Oral Abstract Submission
William R. Miller, MD
Center for Antimicrobial Resistance and Microbial Genomics, UTHealth
Disclosure: Entasis: Grant/Research Support
Merck: Grant/Research Support
Shionogi: Advisory Board
Cesar A. Arias, MD, MSc, PhD
University of Texas Health Science Center
Disclosure: American Society for Microbiology: Fees for Editor of Antimicrobial Agents and Chemotherapy. Money paid to University, Other Financial or Material Support
Entasis Pharmaceuticals: Grant/Research Support, Research Grant
MeMed Diagnostics: Grant/Research Support, Research Grant
Merck: Grant/Research Support, Research Grant
UptoDate: Other Financial or Material Support, Royalties from a Chapter
DAP disrupts bacterial CM by binding to septal anionic phospholipids (APLs). LiaX, an effector of the LiaFSR stress system, modulates DAP-R by diverting APLs away from the septum. Enterococci are intrinsically resistant to β-lactams due the presence of PBPs (e.g., PBP5) with low affinity to these drugs. However, emergence of DAP-R leads to increased susceptibility to β-lactams, a phenomenon designated as the see-saw effect. Here, we dissect the molecular mechanism of this phenomenon.

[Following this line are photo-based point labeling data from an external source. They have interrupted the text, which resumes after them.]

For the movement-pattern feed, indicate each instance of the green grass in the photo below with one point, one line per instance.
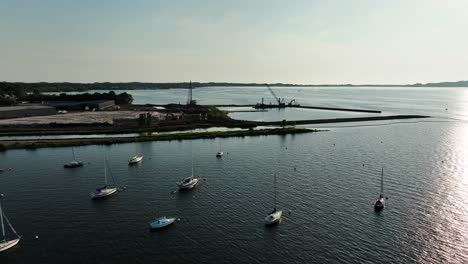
(161, 137)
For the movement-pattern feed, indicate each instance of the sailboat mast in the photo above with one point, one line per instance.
(381, 183)
(105, 172)
(191, 149)
(1, 218)
(274, 186)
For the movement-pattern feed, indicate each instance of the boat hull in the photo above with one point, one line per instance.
(73, 165)
(103, 193)
(273, 218)
(135, 160)
(162, 223)
(8, 244)
(379, 205)
(188, 186)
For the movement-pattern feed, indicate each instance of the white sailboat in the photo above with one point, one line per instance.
(162, 222)
(135, 159)
(74, 163)
(105, 190)
(4, 242)
(380, 203)
(189, 182)
(220, 153)
(274, 217)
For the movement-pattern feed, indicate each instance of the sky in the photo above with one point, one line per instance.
(303, 42)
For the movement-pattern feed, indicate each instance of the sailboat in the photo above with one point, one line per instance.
(135, 159)
(189, 182)
(4, 242)
(105, 190)
(380, 203)
(74, 163)
(220, 153)
(275, 216)
(162, 222)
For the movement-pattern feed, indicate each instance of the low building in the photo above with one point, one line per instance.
(17, 111)
(83, 105)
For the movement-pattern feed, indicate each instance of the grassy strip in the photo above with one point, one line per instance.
(47, 143)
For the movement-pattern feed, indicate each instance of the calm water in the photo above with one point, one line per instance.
(330, 194)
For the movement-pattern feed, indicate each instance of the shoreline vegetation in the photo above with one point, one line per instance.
(83, 87)
(102, 129)
(49, 143)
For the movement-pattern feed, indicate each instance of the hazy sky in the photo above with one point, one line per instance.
(315, 41)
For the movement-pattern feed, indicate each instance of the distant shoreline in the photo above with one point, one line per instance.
(83, 87)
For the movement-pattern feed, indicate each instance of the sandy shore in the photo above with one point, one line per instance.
(77, 118)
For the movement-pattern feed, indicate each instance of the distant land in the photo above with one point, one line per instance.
(69, 87)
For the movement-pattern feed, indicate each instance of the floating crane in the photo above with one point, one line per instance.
(280, 101)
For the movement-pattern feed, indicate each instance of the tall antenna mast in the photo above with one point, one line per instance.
(381, 183)
(1, 218)
(274, 186)
(189, 99)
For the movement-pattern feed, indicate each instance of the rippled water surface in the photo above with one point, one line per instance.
(327, 184)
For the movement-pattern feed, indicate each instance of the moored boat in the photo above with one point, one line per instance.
(135, 159)
(4, 242)
(380, 203)
(74, 163)
(274, 217)
(162, 222)
(188, 183)
(105, 190)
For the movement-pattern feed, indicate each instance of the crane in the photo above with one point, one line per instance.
(280, 101)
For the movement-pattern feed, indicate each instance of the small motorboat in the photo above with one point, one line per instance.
(8, 244)
(187, 183)
(73, 164)
(162, 222)
(379, 204)
(273, 218)
(103, 192)
(135, 159)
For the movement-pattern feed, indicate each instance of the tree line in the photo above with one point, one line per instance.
(12, 94)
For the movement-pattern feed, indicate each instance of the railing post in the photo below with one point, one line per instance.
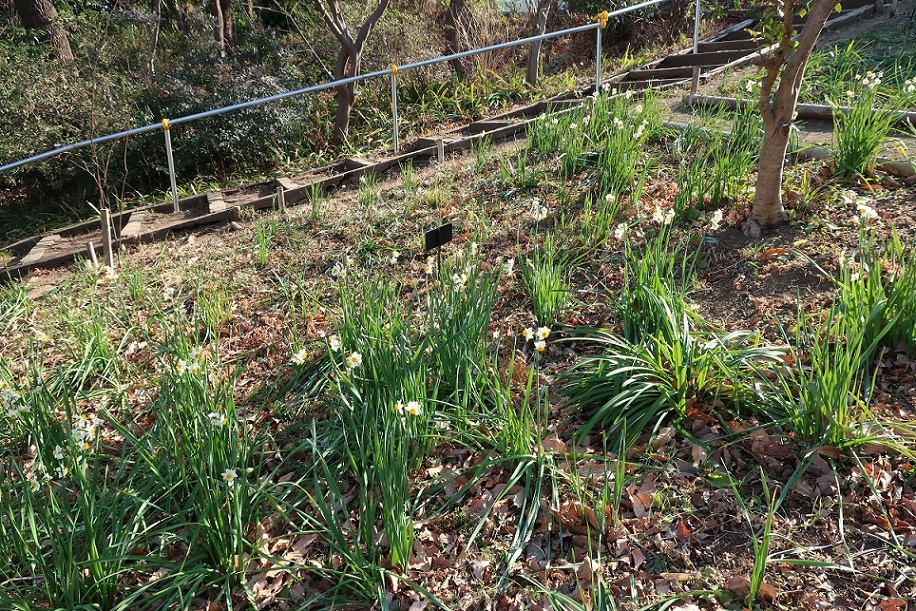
(695, 84)
(602, 23)
(394, 107)
(167, 129)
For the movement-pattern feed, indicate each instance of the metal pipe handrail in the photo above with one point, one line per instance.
(321, 87)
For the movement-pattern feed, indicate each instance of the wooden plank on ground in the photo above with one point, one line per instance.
(134, 226)
(40, 250)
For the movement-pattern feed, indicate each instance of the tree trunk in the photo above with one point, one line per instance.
(346, 96)
(534, 55)
(768, 210)
(348, 60)
(347, 66)
(41, 15)
(223, 27)
(787, 65)
(453, 19)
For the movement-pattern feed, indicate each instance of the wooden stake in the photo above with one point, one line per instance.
(91, 248)
(106, 238)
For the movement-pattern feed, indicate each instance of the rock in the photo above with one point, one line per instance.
(900, 169)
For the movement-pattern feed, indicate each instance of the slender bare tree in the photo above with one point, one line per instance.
(785, 69)
(223, 27)
(537, 26)
(349, 58)
(454, 17)
(41, 15)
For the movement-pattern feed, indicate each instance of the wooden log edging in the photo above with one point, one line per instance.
(819, 112)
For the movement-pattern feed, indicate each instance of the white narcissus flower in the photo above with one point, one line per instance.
(217, 419)
(866, 212)
(460, 280)
(716, 220)
(354, 360)
(229, 476)
(509, 266)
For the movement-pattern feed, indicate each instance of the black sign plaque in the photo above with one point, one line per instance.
(438, 236)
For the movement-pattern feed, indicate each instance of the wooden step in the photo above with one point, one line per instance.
(638, 85)
(658, 73)
(286, 183)
(40, 250)
(728, 45)
(354, 163)
(711, 58)
(215, 201)
(134, 226)
(486, 126)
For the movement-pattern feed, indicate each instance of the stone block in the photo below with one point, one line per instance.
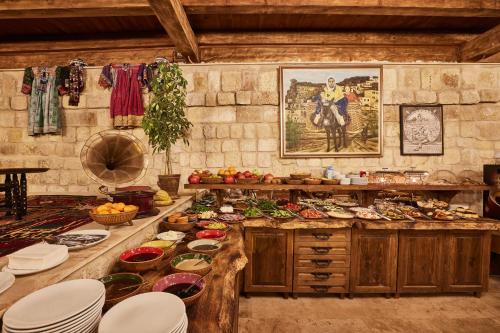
(213, 81)
(19, 102)
(215, 160)
(229, 145)
(403, 97)
(409, 79)
(195, 99)
(449, 97)
(469, 97)
(236, 131)
(213, 146)
(231, 81)
(268, 81)
(211, 99)
(249, 131)
(249, 160)
(232, 159)
(489, 95)
(226, 98)
(425, 97)
(243, 97)
(222, 114)
(222, 131)
(265, 98)
(248, 145)
(249, 81)
(200, 81)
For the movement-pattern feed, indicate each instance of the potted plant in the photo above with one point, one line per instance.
(164, 120)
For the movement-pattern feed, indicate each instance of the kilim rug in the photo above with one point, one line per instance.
(47, 216)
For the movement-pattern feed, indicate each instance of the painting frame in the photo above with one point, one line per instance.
(405, 107)
(284, 154)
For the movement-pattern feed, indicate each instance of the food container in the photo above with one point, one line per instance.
(176, 281)
(141, 259)
(198, 263)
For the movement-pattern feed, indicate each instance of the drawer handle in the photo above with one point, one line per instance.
(322, 263)
(321, 276)
(320, 289)
(322, 236)
(321, 250)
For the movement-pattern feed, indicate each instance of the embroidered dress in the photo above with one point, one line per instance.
(44, 85)
(126, 107)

We studied a clinical strain pair of DAP-S (S613) and DAP-R (R712) E. faecalis strains recovered from a patient before and after DAP therapy. We generated deletions of liaX and PBPs (ponA and pbp5) in DAP-susceptible (DAP-S) E. faecalis OG1RF and JH2-2. APLs and membrane structures were visualized with NAO and/or FM4-64. PBPs and LiaX localization was evaluated with bocillin-FL or immunofluorescence. PBP transcripts and PBP5 protein levels were measured by qRT-PCR or immunoblotting, respectively. β-lactam binding affinity of PBPs was assessed by SDS-PAGE of bocillin-FL stained membranes and a LiaX-PBP5 interaction was evaluated by the bacterial two-hybrid (BACTH) system. MICs were determined via E-test.

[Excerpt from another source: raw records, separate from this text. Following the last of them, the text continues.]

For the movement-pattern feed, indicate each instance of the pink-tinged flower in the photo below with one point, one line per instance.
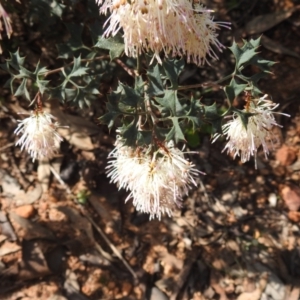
(156, 181)
(7, 23)
(175, 27)
(245, 142)
(38, 135)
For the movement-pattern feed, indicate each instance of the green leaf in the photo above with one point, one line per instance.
(236, 50)
(22, 90)
(139, 85)
(130, 96)
(234, 89)
(243, 115)
(192, 137)
(171, 103)
(42, 85)
(115, 45)
(110, 117)
(77, 69)
(212, 116)
(176, 132)
(129, 133)
(246, 57)
(155, 83)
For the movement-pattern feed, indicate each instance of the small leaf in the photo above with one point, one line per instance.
(129, 133)
(22, 90)
(246, 57)
(234, 89)
(212, 116)
(192, 137)
(155, 84)
(77, 69)
(175, 133)
(170, 102)
(115, 45)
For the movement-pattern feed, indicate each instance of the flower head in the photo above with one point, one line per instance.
(157, 180)
(39, 136)
(176, 27)
(244, 142)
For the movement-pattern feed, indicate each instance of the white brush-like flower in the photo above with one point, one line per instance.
(175, 27)
(39, 136)
(245, 142)
(157, 181)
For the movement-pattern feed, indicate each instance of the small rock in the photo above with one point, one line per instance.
(126, 288)
(291, 196)
(272, 200)
(294, 216)
(25, 211)
(157, 294)
(286, 155)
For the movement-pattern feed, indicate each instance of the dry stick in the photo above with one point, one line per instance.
(7, 146)
(182, 277)
(113, 248)
(99, 248)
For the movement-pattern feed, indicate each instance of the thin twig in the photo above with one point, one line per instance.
(112, 246)
(57, 176)
(71, 63)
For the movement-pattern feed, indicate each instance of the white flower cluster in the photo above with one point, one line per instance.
(39, 136)
(244, 142)
(176, 27)
(157, 181)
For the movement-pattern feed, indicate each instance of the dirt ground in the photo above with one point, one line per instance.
(66, 233)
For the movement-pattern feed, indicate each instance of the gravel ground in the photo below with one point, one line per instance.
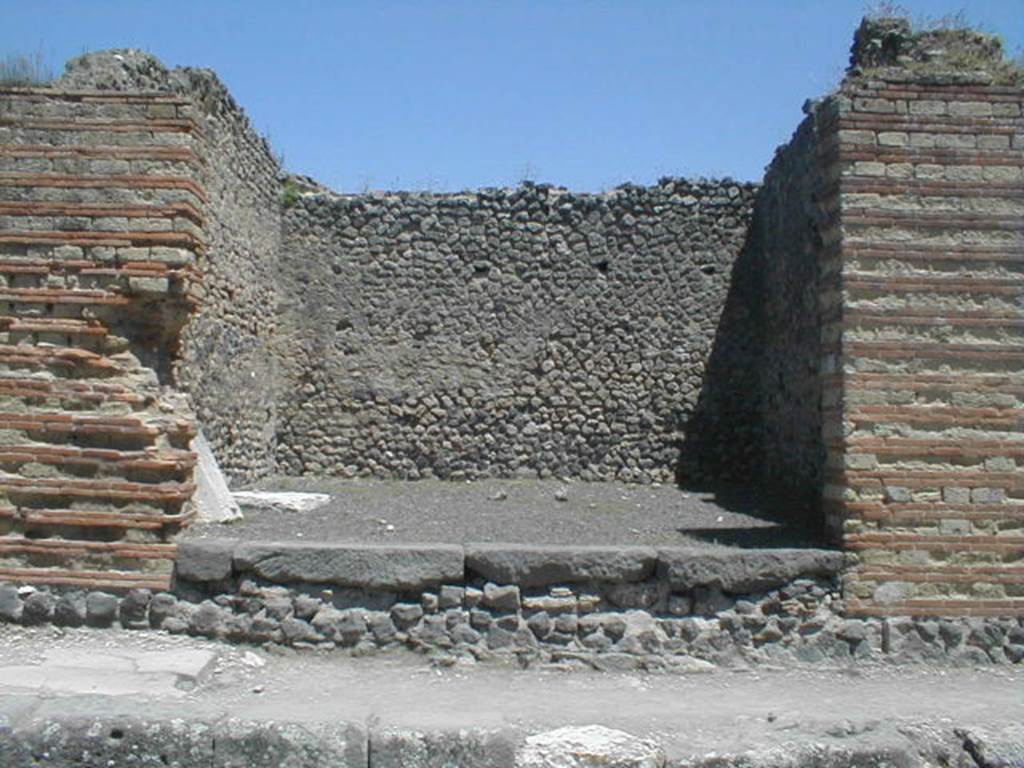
(519, 512)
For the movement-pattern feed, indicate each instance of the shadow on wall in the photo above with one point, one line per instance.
(755, 437)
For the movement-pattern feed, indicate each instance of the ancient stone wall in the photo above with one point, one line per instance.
(502, 332)
(922, 309)
(225, 361)
(787, 218)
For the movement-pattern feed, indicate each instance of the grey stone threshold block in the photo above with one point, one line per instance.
(366, 566)
(745, 570)
(544, 565)
(411, 567)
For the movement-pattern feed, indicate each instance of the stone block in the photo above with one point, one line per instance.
(544, 565)
(368, 566)
(204, 559)
(744, 571)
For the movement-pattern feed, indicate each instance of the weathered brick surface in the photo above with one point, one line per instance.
(925, 344)
(101, 218)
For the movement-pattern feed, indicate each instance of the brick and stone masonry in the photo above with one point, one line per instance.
(848, 332)
(100, 224)
(922, 314)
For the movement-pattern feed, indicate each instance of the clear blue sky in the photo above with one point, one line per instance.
(448, 95)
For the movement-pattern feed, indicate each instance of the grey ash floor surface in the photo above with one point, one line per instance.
(519, 512)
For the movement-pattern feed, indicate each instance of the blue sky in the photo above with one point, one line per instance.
(438, 94)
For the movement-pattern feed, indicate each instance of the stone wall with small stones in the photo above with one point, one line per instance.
(502, 332)
(225, 361)
(568, 627)
(787, 218)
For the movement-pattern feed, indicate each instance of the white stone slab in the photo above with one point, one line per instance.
(279, 501)
(213, 500)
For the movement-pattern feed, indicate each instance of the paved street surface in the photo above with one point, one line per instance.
(47, 673)
(521, 512)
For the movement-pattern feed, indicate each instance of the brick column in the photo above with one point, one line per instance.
(923, 313)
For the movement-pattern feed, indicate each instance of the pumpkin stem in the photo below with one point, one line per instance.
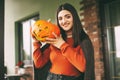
(49, 20)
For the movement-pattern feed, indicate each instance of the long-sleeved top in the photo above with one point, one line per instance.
(66, 61)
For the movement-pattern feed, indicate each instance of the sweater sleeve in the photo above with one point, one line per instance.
(74, 55)
(40, 58)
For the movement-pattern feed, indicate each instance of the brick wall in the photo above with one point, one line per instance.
(91, 20)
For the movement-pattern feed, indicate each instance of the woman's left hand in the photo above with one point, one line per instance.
(57, 41)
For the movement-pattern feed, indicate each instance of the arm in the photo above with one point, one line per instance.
(74, 55)
(40, 58)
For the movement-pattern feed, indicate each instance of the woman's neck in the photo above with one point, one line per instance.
(69, 34)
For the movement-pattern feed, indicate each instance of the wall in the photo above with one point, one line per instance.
(92, 25)
(18, 9)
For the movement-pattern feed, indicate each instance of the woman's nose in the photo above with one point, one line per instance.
(63, 20)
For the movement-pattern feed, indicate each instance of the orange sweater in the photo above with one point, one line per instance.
(66, 60)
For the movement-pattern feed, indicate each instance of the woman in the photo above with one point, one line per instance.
(71, 55)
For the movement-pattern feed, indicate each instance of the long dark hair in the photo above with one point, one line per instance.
(77, 31)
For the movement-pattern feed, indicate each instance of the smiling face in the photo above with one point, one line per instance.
(65, 20)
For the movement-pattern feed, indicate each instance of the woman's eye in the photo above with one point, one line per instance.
(59, 18)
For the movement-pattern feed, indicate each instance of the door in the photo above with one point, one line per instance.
(112, 28)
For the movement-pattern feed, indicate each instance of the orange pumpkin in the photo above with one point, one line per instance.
(43, 29)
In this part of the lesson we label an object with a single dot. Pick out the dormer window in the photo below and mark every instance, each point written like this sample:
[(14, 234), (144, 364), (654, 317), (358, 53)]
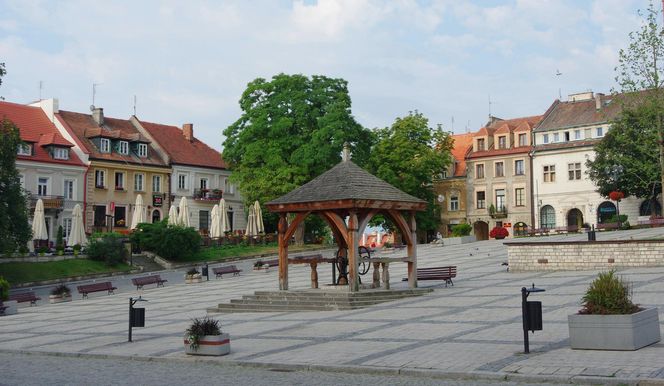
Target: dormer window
[(123, 147), (24, 149), (105, 145), (61, 153), (142, 150)]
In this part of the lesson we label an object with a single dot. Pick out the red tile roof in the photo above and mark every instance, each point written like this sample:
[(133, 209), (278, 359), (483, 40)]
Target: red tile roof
[(84, 128), (183, 151), (36, 128)]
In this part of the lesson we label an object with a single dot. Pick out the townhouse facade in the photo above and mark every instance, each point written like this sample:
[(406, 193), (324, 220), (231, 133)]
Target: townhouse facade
[(498, 178), (564, 196), (48, 168), (198, 173)]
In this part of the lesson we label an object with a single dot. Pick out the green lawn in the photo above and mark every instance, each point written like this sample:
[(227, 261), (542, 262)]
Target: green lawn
[(232, 251), (29, 272)]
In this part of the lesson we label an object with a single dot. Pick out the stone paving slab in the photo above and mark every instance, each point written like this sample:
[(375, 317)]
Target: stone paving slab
[(473, 327)]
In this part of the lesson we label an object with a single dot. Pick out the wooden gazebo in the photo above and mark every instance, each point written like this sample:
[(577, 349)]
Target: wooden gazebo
[(347, 190)]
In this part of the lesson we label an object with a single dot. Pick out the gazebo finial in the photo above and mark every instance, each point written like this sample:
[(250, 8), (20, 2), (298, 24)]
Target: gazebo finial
[(345, 156)]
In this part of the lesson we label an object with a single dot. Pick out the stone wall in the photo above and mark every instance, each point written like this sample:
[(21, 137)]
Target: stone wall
[(584, 255)]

Deletion of liaX led to DAP-R and redistribution of APL microdomains (non-septal foci with CM aberrations; Fig 1A) in all strains, with a marked decrease in ceftriaxone (CRO) MICs. Only PBP5was essential for β-lactam resistance but not for DAP-R. DAP-R was associated with mislocalization of PBPs to the sites of CM aberrations (Fig. 2). Notably, LiaX and PBP5 were localized to the septum in DAP-S strains but redistributed away from septal areas upon development of DAP-R (Fig 3). An interaction of LiaX and PBP5 was confirmed by the BACTH system. Mislocalized PBPs, most notably PonA and PBP5, had increased affinity for β-lactams in all DAP-R strains. The increased affinity of PBPs to β-lactams was not associated with increased transcripts or PBP5 levels.
LiaX regulates CM adaptation and cell wall synthesis via membrane remodeling and direct interactions with key PBPs. Changes in LiaX that cause DAP-R results in mislocalization of PBPs to non-septal areas and likely increases access of β-lactam to the active site, explaining the seesaw effect.